Louis Reynolds, Project Coordinator at ISD, argues that online spaces have become central to how young people explore new ideas, express their identity, and participate in wider society. At the same time, these spaces can also be used by those who seek to undermine social cohesion in the UK and manipulate young people.

Just like in the real world, I have seen first-hand how social media can also be exploited by extremist groups and those who spread hateful worldviews to distribute their narratives and recruit supporters to their cause. Yet to date, efforts to provide effective digital citizenship education to young people in the UK to address this challenge have fallen short.

Much focus has placed on developing new ways to block or remove hate speech and extremist propaganda from social media platforms. Yet these important efforts can never be the whole solution – the volume of content and the complexity of controlling its distribution on the internet means that young people will always be exposed to it in some way, somewhere.

Rather than solely focusing efforts to stop young people coming into contact with these views, we need to give them the critical thinking and media literacy skills to see through them. We also need to give young people the digital citizenship skills to look out for each other online, and to know what to do when confronted with hateful, abusive or illegal content.

Recently the Lords’ select committee on Communications published “Growing up with the internet”, which called for digital literacy to sit alongside reading, writing and mathematics as the fourth pillar of a child’s education. This was recommended in order to ensure “no child should leave school without a well-rounded understanding of the digital world”.

There is far more that needs to be done in the classroom to give young people the skills and knowledge they need to build resilience to hate and extremism, through educational exercises and open discussion, and this is something that ISD is working to address. Yet there are also many other ways to address these issues outside of the classroom, focusing on where these skills are most needed.

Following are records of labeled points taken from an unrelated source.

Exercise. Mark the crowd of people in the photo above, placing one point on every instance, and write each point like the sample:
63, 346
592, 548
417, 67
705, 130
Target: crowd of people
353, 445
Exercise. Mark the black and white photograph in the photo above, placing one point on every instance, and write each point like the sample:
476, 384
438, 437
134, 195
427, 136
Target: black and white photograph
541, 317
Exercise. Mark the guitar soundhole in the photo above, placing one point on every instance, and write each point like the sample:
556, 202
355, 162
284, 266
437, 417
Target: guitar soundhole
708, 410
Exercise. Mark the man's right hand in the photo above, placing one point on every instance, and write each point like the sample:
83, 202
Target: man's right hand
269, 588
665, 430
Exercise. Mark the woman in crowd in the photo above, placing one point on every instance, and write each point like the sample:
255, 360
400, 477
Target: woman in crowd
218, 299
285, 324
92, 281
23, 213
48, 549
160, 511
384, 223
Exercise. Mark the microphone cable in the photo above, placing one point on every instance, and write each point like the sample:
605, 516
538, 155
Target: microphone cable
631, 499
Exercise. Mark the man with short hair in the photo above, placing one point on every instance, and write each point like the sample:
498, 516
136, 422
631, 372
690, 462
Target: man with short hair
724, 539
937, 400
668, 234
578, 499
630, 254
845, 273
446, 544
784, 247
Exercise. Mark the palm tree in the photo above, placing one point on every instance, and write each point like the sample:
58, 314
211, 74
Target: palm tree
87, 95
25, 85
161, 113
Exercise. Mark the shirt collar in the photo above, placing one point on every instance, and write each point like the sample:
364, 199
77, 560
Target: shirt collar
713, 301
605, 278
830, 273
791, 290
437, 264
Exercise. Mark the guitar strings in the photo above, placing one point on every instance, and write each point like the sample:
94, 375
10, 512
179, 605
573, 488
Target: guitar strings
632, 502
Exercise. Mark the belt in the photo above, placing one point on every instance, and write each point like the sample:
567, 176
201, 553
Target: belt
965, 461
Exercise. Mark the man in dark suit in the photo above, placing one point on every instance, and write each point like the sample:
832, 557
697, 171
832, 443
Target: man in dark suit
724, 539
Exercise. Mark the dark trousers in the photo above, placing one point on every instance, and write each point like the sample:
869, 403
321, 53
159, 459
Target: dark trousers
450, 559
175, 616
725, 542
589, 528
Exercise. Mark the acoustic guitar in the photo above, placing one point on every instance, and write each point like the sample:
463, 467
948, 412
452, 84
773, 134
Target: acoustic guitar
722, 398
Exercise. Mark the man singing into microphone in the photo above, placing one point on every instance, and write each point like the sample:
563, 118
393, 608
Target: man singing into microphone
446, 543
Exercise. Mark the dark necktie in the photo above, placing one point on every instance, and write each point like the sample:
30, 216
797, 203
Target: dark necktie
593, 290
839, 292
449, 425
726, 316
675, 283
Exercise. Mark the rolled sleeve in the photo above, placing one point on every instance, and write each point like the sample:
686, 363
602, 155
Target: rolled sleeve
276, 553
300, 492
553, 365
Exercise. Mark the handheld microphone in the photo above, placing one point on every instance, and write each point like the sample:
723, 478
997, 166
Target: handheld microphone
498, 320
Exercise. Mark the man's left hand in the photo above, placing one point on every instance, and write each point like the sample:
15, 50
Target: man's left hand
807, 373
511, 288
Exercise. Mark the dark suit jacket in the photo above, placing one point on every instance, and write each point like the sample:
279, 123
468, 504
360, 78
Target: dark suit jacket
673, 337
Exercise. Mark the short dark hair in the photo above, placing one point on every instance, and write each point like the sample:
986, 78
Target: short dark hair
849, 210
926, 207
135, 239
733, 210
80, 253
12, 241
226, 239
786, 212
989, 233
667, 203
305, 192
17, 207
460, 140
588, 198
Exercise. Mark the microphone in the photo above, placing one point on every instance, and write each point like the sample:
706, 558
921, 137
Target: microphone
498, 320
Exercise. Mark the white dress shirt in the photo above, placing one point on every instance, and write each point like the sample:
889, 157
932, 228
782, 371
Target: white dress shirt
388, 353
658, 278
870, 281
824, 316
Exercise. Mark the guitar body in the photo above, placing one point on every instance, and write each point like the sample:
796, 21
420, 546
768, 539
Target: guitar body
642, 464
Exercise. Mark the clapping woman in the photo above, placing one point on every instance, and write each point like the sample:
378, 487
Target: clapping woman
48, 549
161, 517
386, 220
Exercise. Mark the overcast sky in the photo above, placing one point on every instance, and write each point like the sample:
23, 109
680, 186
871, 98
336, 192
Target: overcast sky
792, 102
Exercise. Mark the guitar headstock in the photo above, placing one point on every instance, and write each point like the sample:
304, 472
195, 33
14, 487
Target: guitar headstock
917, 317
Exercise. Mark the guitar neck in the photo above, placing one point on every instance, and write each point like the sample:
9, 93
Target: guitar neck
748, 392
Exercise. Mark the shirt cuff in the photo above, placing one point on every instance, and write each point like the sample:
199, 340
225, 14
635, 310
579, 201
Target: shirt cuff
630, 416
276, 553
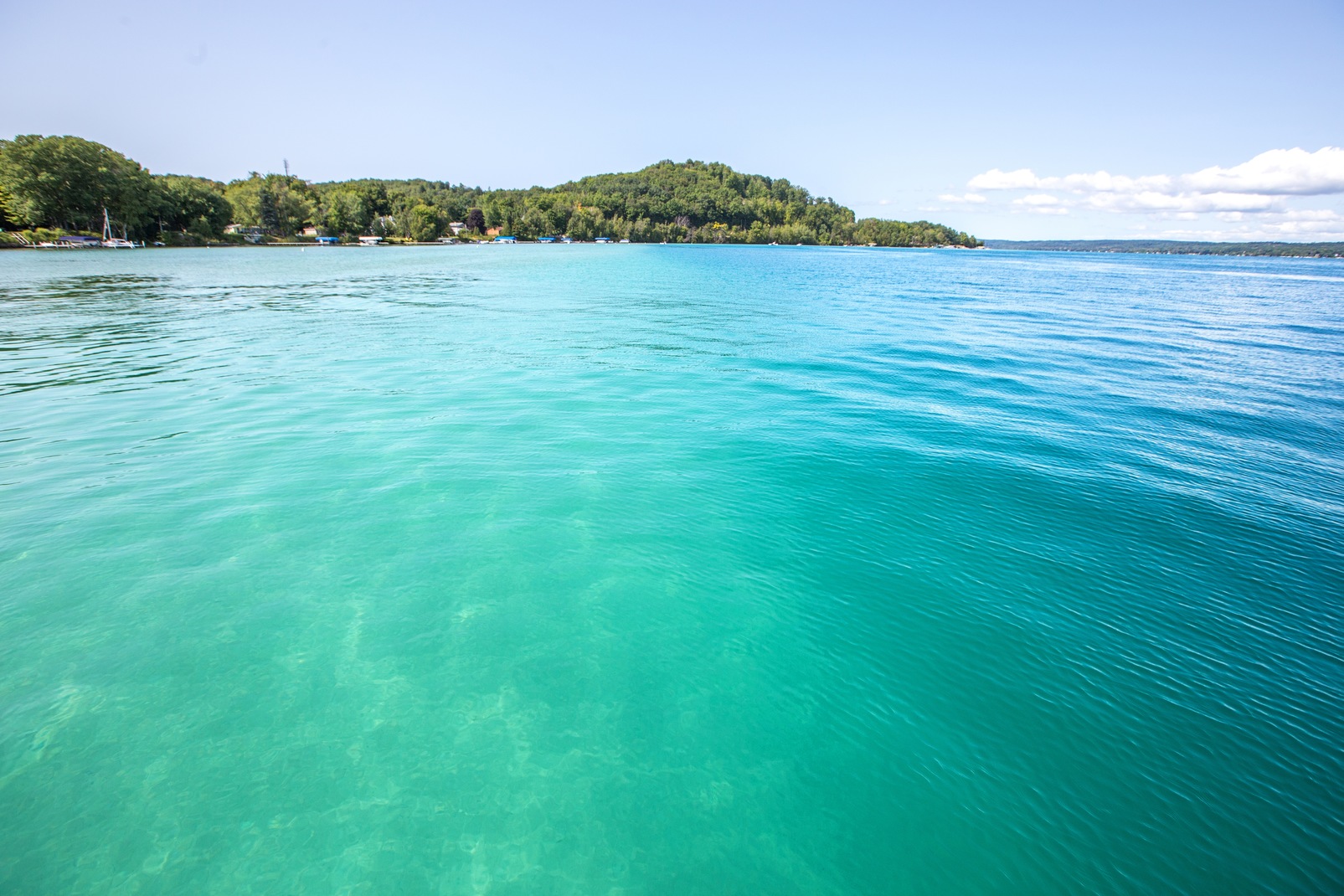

We have recently announced the launch of ‘Internet Citizens’, a partnership with Google, UK Youth and Livity to provide digital resilience training to young people, through a roadshow of workshops delivered in youth clubs across the UK. Our aim is to help them see through propaganda and manipulation, act appropriately in the face of hate speech and illegal content, and make a positive contribution to their social media networks.

Our role has been to develop the curriculum, content and format for the workshops, making sure that we focus on the right skills and have a concrete impact. We learnt early on in our pilot sessions how hungry young people are to discuss these issues and learn how best to address them.

Our workshops cover issues like fake news and emotional manipulation, black and white rhetoric, echo chambers and how to deal with hate speech online.  We seek not only to inform participants about these issues and why they matter, but motivate and equip them to look after each other online and spread their own positive messages. Ultimately, we want to empower participants with the skills they need to thrive as proactive, powerful citizens in the 21st century.

Young people are digital natives, more at home with digital technology than any previous generation and growing up in a world where social media is the principle venue for social, political and cultural discovery and debate. But it is a terrible mistake to think that this means they do not need guidance, or to be actively taught the skills they need to be critical consumers of information and capable citizens online. This project represents an important step towards addressing this need.

Ultimately, the great questions of our time – how to promote tolerance and undermine hatred, how to build a more cohesive society, how to defeat extremism – will be answered in the minds of young people. The conclusions they come to will be determined online and offline by the content they consume and the arguments that persuade them online. Given this reality, furnishing young people with the skills they need to make the right choices and build a better internet isn’t just important, but urgent.


The views expressed in this blog post are those of the author and do not necessarily reflect the views of the organisation.